– Ciekawe znalezisko z remontowanego Domu Zemełki – napisał w mediach społecznościowych prezydent Konina. Butelkę odkryli pracownicy firmy remontującej podczas prac porządkowych.
Andrzej Łącki, regionalista, pracownik urzędu miejskiego ustalił, że dziesiątki lat temu zielonkawa butelka zeszła z taśmy niemieckiego Reichsmonopolverwaltung fur Branntwein – założonego w 1922 roku urzędu, który zajmował się monopolem spirytusowym. – O czasie butelkowania trunku świadczy podana w Reichmarkach cena – informuje Piotr Korytkowski.

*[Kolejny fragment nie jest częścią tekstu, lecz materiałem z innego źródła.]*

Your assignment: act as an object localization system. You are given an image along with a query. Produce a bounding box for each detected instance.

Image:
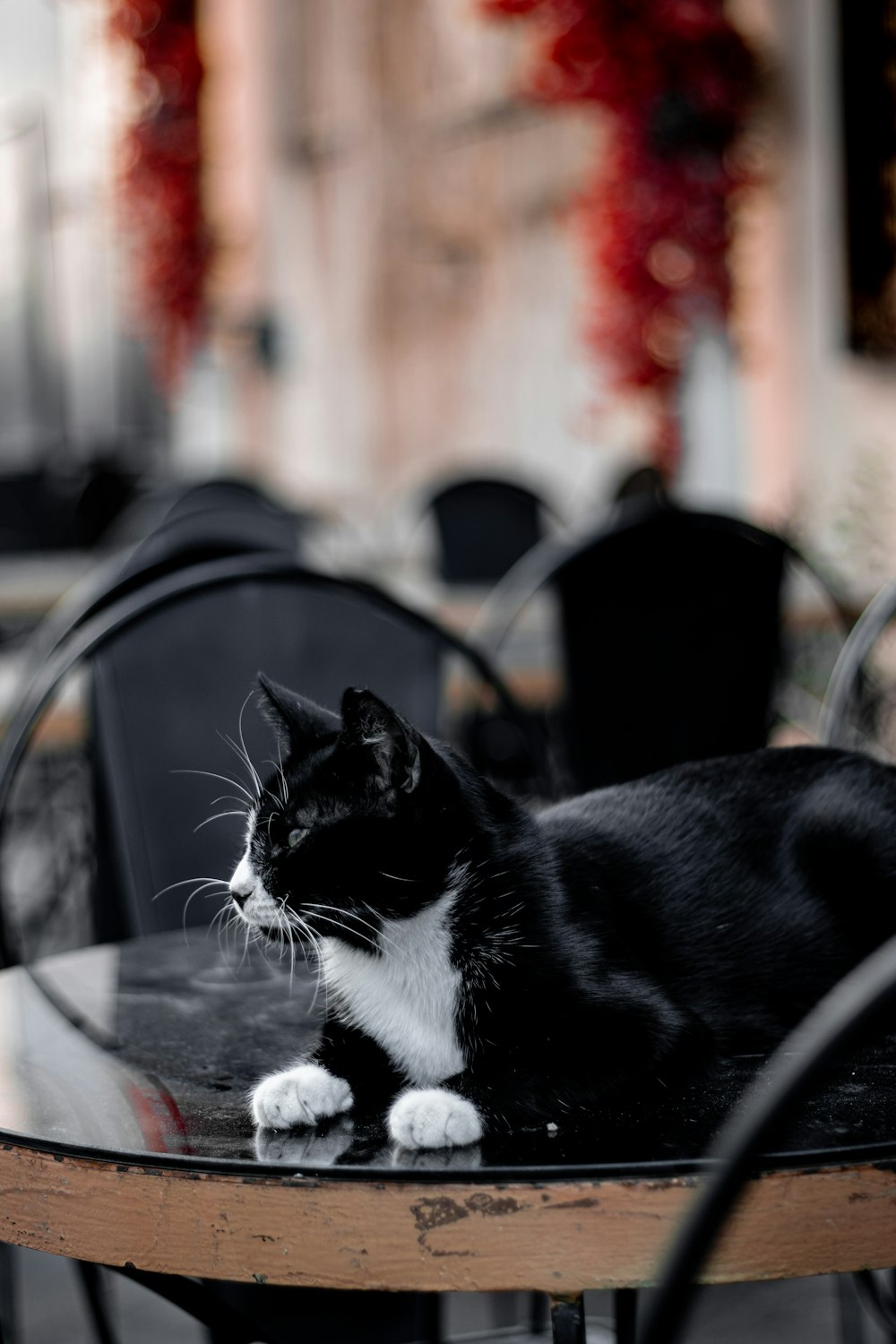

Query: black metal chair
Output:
[0,556,543,964]
[0,554,547,1341]
[427,476,548,585]
[473,500,848,792]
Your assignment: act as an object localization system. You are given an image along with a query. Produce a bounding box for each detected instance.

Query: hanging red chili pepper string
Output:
[481,0,756,475]
[111,0,211,387]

To jednak nie koniec niespodzianek, jakie pojawiają się podczas remontu. Zdjęcie starych tynków odsłoniło wiele ciekawostek architektonicznych. Okazało się m.in. że kiedyś na podwórzec swojego domu dr Zemelius wjeżdżał… bramą od dzisiejszego pl. Wolności. Zaś odkuwki w piwnicach ukazały prawdopodobnie pierwszy, wykonany z olbrzymich kamieni, fundament. Jest też wiele tajemniczych, zamurowanych, przejść, a tzw. odkrywki przy podłogach pokazują, że na wykonane przez pierwszych budowniczych stropy drewniane ich następcy… wylewali podłogi z betonu.